Past Exhibits

  • Gillray's Legacy Gillray's Legacy September 15, 2004 - December 10, 2004

    Gillray’s Legacy coincides with the 2004 Festival of Cartoon Art. Celebrating Georgian England’s greatest caricaturist as part of a twenty-first century conference focusing on censorship, self-censorship and editorial control may seem far-fetched. During an election year at a time of heightened national and international concerns, it is, however, most appropriate to remember that James Gillray was neither restrained nor genteel with his art. Some of the works in this exhibit would not be printed in a newspaper, and several others would draw angry letters to the editor.

  • Hoo-Boy! Morrie Brickman's The Small Society Hoo-Boy! Morrie Brickman's The Small Society November 2, 2003 - February 27, 2004

    In 1966 Morrie Brickman created something different. The writer of a news story about the debut of the feature was undecided about whether it should be described as an “editorial comic strip” or a “political satire.” It was “both and neither,” according to cartoon historian Richard Samuel West, who continues by stating, “Even to this day, The Small Society defies neat categorization… Unlike all comic strips that preceded it, The Small Society was driven primarily by its topic for the day, not by its characters (who were generally Everyman and Everywoman), nor by a race to the punchline.
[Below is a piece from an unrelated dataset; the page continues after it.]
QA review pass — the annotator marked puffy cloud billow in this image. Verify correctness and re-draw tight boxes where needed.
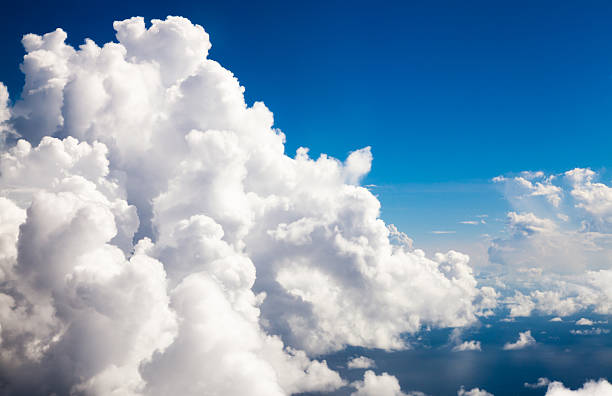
[0,17,496,396]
Unlike the political cartoons of the period, The Small Society eschewed politicians and headlines in the particular to find the universal in public debate.”

  • Arnold Roth | Free Lance: A Fifty Year Retrospective Arnold Roth | Free Lance: A Fifty Year Retrospective February 15, 2002 - May 17, 2002

    Arnold Roth: Free Lance celebrates the fun that Roth has had–and has shared with us–for more than fifty years. He knows what he wants to draw and enjoys doing it. His hand is sure and facile as it moves to create images that capture their viewer’s imagination, pictures that seem already to be completed in his mind and flow onto the page. His sens of color is subtle, adding to the drawing but never overwhelming its lines. His bravura control of watercolor, breathtaking.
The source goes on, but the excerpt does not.